An example is an AMC that wishes to develop an integrated delivery system across a broad region within its state. To do so effectively, the AMC seeks a preferred organizational partner that shares a similar vision, but also can providecapital and “accountable care” capabilities and resources. Through a strategic review of potential partners, the only candidates that remain are for-profits, primarily because of the significant capital needs the system faces. More and more, larger regional health systems are questioning whether a hybrid model is the optimal avenue given the current environment. “These health systems first have to figure out whether they need inpatient beds. Then, they’re going to have to look at their capital needs, where they want to put their capital, and whether they want to pursue a project themselves or seek a joint venture,” says Froehlich of Seton Healthcare.

Interest in hybrid activity is building, and it’s noteworthy that this increased interest is occurring at a time when most people would say that utilization, at least from an inpatient perspective, is heading downward and payment is pressured. What could derail this momentum? 

“If people do not understand the healthcare enterprise beyond just a hospital play, the hybrid model will not be sustainable,” says O’Neill of Ascension Health Care Network. “There should be a balanced portfolio with ambulatory, physician practice, and provider risk generating a large component of revenues. As an industry, we need to look at the hospital as one component of care delivery and take a longer view. Part of due diligence means considering whether there are other opportunities in the market.” 

Perhaps avoiding derailment hinges on the for-profit partner achieving the returns it expects on the capital it puts at risk. 


Bryan Cali is a director, Navigant Healthcare’s strategic advisory team, Chicago, and a member of HFMA’s First Illinois Chapter.

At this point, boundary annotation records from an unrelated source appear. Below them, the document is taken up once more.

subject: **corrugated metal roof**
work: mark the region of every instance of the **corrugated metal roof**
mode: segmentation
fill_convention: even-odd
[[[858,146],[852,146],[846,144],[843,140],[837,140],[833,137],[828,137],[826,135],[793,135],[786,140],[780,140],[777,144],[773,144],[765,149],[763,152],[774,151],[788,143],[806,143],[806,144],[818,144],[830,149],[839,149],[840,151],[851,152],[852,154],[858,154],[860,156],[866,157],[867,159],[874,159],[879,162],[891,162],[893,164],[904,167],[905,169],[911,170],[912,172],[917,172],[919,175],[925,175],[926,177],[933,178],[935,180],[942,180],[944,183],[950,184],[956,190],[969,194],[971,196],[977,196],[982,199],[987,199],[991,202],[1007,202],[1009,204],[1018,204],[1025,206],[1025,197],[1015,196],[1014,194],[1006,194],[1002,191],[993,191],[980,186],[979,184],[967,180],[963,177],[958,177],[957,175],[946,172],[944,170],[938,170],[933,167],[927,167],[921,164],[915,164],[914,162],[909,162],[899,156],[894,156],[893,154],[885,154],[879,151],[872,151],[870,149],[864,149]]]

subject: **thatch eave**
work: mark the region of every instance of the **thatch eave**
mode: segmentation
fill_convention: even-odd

Casey Quinn is a managing consultant, Navigant Healthcare’s strategic advisory team, Chicago, and a member of HFMA’s Massachusetts-Rhode Island Chapter.


sidebar:

Hybrid Deals Are Not Unique to Health Care 

Parallels to the healthcare industry’s recent experiences with hybrid deals can be drawn from other industries that have experienced similar not-for-profit/for-profit unions. For instance, in 2004, the city of Chicago awarded a maintenance and operations contract for the Chicago Skyway, an eight-mile, six-lane toll road and bridge, to Cintra-Macquarie, a foreign infrastructure banking consortium. Years of underfunding of maintenance and repairs to America’s infrastructure, coupled with state and local budget constraints, have resulted in public-private partnerships across various segments of the transportation industry. 

Highways, airports, and urban transit at large have all benefited from the infusion of private capital to infrastructure projects that are in dire need of financial resources, but whose state and local government owners have no available funds to invest. Raising taxes has limited benefit, and the federal government is scaling back on funding. Is a mass transit system’s oversaturation of bus routes relative to the population it serves akin to a hospital’s excess bed capacity? 

Would the Chicago Transit Authority benefit from a private owner that designs services and makes investments around its travelers to turn a profit in much the same way that the Chicago Skyway has? This is not to say that not-for-profit hospitals have designed their facilities around unneeded services; rather, it is a question of whether hospitals that are designed around their inpatient business will increasingly find the need for significant financial resources to redesign their services to reflect the new world of broader patient access and fewer patient overnights at a time when capital for new projects is scarce.